Employee Retention salary and benefits.png
March 21, 2017

Over the next few weeks we’ll be doing a three part series discussing the importance of employee retention and how it can greatly improve your customer service, bottom line, and customer loyalty for your restaurant. With the average turnover rate for businesses in the hospitality sector at 72% in 2015, employee retention is more important than ever.

High employee turnover means more time interviewing, onboarding, training, and paperwork. When one employee leaves it could make others start considering it as well. Creating and maintaining a healthy environment is key. Good employee retention means the ability to develop relationships with your regulars, increase efficiency, and cultivate a fun and healthy environment.
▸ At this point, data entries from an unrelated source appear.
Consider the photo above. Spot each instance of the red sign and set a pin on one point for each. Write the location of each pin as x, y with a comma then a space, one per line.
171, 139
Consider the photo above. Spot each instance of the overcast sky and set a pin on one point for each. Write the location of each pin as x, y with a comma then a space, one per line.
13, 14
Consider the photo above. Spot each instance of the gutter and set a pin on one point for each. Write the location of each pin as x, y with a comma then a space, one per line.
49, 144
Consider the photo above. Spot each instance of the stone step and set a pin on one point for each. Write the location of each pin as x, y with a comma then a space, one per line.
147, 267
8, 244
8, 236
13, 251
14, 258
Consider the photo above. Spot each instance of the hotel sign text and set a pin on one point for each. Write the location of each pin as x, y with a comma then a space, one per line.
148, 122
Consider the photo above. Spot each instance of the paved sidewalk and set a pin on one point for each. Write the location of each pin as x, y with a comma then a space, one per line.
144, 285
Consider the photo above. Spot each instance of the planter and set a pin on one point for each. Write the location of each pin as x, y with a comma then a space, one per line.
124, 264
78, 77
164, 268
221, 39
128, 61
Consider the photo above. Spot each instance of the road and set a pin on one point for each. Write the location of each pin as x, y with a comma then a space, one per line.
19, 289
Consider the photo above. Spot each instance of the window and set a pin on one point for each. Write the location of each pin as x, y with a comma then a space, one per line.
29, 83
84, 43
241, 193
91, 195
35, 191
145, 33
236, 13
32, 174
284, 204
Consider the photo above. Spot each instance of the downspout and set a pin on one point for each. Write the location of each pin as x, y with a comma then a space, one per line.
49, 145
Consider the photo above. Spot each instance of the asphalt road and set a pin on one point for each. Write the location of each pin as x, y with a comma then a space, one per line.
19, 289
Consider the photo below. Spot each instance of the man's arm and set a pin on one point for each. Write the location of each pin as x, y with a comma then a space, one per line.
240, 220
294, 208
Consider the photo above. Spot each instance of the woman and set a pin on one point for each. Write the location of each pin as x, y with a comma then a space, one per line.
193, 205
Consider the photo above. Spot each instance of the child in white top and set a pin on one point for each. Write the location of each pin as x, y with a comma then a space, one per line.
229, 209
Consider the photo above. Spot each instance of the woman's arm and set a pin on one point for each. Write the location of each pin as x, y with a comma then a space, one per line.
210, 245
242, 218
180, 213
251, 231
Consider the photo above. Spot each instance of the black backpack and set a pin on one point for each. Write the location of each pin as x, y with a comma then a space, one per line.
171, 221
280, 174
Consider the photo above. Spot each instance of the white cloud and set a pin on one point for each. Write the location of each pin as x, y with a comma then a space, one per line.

To develop strong retention strategies think back to your times as an employee. What things mattered to you? What made you frustrated? What do you wish your employer had made more of a priority? Employees want to feel valued, be fairly compensated for their work and be challenged. From Day One your retention strategy starts, the day of their first interview.
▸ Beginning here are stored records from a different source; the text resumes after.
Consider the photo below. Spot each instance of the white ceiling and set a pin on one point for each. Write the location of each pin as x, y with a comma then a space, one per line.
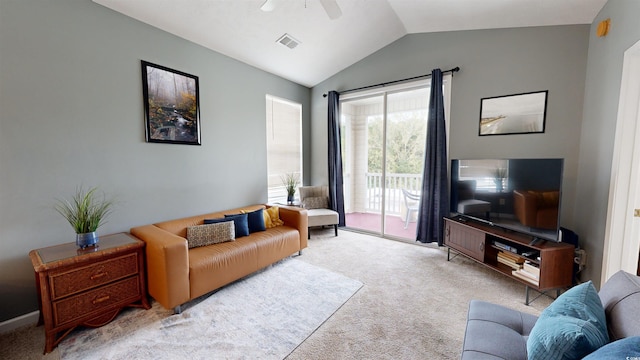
240, 30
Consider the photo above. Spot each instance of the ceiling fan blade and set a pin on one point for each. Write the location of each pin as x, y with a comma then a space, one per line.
268, 5
332, 8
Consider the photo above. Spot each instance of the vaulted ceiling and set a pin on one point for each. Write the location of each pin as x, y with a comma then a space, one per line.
241, 30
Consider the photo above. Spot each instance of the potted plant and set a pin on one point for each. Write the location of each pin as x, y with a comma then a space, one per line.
290, 182
500, 174
85, 212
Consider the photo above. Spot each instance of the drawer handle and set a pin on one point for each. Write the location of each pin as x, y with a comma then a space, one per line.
98, 276
101, 299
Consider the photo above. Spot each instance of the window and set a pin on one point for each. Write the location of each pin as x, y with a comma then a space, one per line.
284, 145
384, 136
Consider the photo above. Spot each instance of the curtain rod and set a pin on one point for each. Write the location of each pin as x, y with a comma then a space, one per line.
455, 69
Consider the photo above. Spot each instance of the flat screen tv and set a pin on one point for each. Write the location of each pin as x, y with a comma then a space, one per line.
522, 195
Today we will focus on salary and benefits, the number one driver for employees.


Be transparent in your pay system

Communicate with your employees on day one how your pay system works, what their compensation is and why, and opportunities for advancement. Helping them understand their paycheck leads to greater trust, and knowing that they can advance keeps them motivated. If their pay changes at any point, always give them ample notice so they aren’t surprised by a change in pay. Remember your employees depend on that paycheck to pay their expenses.

 

Offer clear opportunities for advancement

Employees need to feel that through hard work and time committed to the job they can advance through the company. Whether that means everyone starts as a dishwasher and moves up the ranks or there are clear stepping stones for moving up the pay ladder helps employees look ahead. Perhaps offering a pay raise once they reach a milestone, such as one year at the restaurant. Cumulative paid time off is also a good motivator- the more hours they work, the more paid time off they earn. Be sure you start them with some paid time off at the very beginning so they can still have days they can spend with family without taking a pay cut.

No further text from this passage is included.